Rodriguez’s technical mastery was once again the energy that drove his playing.  But he now seemed to have found ways to use his astonishingly articulate keyboard skills at the complete service of a rapidly expanding musical imagination.  That vision found its full, far-reaching expression in genres reaching from Cuban roots music and blues to jazz and classical.  Occasionally, huge imposing choral clusters interacted with lightly stepping counterpoint.  In one intriguing passage, he plucked the piano strings with his fingers, adding new, tonally varied timbres to his melodic and rhythmic palettes.

Even more remarkably, he offered many extensive passages convincingly stretching the boundaries of jazz improvisation into territories more familiarly associated with contemporary classical music.  And doing so while remaining intimately in touch with the rhythmic propulsion essential to jazz.
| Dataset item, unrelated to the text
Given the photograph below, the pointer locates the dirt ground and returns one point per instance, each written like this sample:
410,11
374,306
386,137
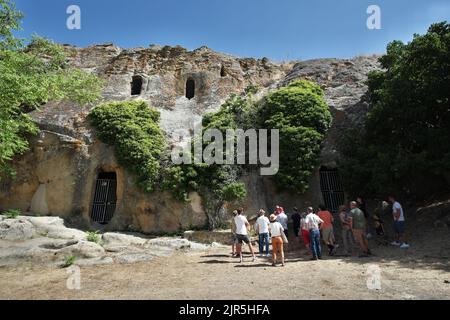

In my review of last year’s Rodriguez performance, I also noted a few “rough edges,” having to do with tendencies to stress the “extreme limits of soft and loud, overlooking the many levels in between,” as well as a penchant for “overstuffing his variations with a conflicting plethora of ideas.”

He’s come a long way since then.  But Rodriguez still has more growing to do.  Brilliant as his music has become, it will become even more compelling when its musical testosterone evolves into a fully mature, emotionally diverse, creative expression.

That caveat aside, he made it clear that he is well on the way to affirming the promise he showed last year, a very short time after he had emigrated from Cuba to the U.S.  Today, working closely with Quincy Jones, and all the expansive possibilities that association can bring, there seem to be few limits as to where his future can lead.